Nesse caso, é necessário estabelecer que Carolina, mulher, negra e favelada,
enquadra-se em três minorias específicas. Ao mesmo tempo em que, somente por existir,
luta contra o machismo, ela luta com o racismo e com a elite que, como a autora mesmo
descreve em sua obra, a despreza. De acordo com Brah, as opressões relacionadas a
Carolina são ligadas umas às outras, de modo que a diferença racial se liga aos outros
marcadores como o gênero e a classe.
É tratando-se da ligação de marcadores, através de Brah, que a discussão acerca
da interseccionalidade e de como Carolina Maria de Jesus é involuntariamente parte de
opressões particulares se dá.
Para isso, a interseccionalidade auxilia na compreensão por reconhecer as
múltiplas camadas de sua vida com as quais se é necessário lidar, como no caso de
Carolina, não somente o machismo, não somente o racismo e não somente com a
invisibilidade que a pobreza lhe garante, mas com todos em conjuntos, como fatores não
dependentes, porém interligados. Uma abordagem interseccional procura denunciar esses
fatores. Portanto, para Brah (2006, p. 341), “nosso gênero é constituído e representado de
maneira diferente segundo nossa localização dentro de relações globais de poder”, ou
seja, mulheres brancas experienciam o sexismo de forma diferente das mulheres negras.

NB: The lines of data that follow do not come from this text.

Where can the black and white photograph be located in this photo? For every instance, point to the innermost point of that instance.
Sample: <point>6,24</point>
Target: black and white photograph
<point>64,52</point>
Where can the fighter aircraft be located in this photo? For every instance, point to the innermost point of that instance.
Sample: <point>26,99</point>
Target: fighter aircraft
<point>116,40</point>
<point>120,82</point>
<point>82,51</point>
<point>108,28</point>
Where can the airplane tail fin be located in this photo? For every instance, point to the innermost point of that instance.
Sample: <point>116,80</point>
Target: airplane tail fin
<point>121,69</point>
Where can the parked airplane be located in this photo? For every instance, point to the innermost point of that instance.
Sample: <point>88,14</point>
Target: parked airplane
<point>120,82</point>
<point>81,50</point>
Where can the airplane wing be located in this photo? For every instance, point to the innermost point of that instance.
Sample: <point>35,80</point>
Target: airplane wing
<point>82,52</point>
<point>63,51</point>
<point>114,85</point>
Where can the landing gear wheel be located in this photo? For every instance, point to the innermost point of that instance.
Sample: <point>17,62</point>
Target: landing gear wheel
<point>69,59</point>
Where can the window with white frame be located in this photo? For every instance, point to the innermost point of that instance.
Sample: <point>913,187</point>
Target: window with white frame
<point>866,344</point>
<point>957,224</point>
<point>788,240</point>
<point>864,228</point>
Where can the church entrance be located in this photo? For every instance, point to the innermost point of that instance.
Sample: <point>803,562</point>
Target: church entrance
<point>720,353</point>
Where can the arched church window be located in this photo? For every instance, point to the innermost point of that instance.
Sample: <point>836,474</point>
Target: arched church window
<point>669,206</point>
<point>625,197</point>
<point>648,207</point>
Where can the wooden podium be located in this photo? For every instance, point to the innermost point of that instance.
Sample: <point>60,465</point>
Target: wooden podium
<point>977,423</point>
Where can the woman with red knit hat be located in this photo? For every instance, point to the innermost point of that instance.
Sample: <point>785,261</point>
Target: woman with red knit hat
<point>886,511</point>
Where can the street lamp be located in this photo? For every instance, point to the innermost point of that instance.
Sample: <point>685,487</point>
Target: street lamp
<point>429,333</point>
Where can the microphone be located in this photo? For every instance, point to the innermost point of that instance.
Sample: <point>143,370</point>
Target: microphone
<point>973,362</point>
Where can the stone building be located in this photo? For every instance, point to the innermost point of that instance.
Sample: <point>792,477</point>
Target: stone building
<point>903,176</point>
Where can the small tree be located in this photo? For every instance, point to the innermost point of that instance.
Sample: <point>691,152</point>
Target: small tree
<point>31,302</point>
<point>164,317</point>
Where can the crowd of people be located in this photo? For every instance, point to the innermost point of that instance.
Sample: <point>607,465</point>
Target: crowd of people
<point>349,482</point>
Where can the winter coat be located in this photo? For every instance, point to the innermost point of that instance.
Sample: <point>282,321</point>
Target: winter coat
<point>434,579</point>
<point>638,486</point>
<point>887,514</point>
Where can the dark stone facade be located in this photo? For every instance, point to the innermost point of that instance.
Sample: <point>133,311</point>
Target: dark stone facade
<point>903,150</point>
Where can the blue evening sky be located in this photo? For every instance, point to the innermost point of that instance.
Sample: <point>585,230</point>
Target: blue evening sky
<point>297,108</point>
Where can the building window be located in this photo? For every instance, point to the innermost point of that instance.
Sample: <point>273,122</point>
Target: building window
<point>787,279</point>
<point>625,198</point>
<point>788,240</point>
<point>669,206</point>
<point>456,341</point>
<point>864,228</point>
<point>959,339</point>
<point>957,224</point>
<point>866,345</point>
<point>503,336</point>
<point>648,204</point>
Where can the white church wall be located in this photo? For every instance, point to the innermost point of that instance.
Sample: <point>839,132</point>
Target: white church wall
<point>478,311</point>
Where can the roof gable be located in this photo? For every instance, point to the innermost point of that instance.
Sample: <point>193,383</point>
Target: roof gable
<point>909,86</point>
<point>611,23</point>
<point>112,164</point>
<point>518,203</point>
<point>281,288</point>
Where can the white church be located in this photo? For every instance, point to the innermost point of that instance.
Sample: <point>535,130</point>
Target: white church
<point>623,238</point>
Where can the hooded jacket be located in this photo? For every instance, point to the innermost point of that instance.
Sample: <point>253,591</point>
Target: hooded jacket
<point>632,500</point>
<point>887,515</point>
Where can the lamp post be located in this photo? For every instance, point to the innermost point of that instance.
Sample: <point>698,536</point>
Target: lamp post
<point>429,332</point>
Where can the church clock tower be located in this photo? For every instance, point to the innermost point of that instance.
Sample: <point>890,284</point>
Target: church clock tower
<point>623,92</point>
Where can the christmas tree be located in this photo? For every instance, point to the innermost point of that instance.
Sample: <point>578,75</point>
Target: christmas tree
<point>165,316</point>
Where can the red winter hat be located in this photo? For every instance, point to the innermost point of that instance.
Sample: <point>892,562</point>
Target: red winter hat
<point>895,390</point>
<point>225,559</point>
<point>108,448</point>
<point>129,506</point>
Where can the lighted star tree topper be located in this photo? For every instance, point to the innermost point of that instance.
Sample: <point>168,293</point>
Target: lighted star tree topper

Nesse aspecto, a autora explica sobre “a construção social de diferentes categorias de
mulheres envoltas em um campo ideológico e estrutural mais amplo” (BRAH, 2006, p.
341), estrutura esta que se dá por meio de raça/etnia e classe, uma vez que a colocação do
sexismo já está nítida na vida de uma mulher, tomada por “segundo sexo” e parte de uma
estrutura de dominação que tem como principal aliado o patriarcado.
As teóricas do feminismo radical, no entanto, tendem a excluir ou invisibilizar
fatores como o racismo ou a classe no discurso de enfrentamento ao patriarcado, haja
vista que consideram o sexismo como único e maior elemento para a opressão sofrida por
mulheres e desconsideram as estruturas étnicas e econômicas como interligadas as de
gênero. Isolam parcialmente as experiências específicas de categorias diferentes de
mulheres e concebem uma visão unificadora de combate ao patriarcado, que, no caso das
inúmeras categorias de mulheres, não é o único combate diário.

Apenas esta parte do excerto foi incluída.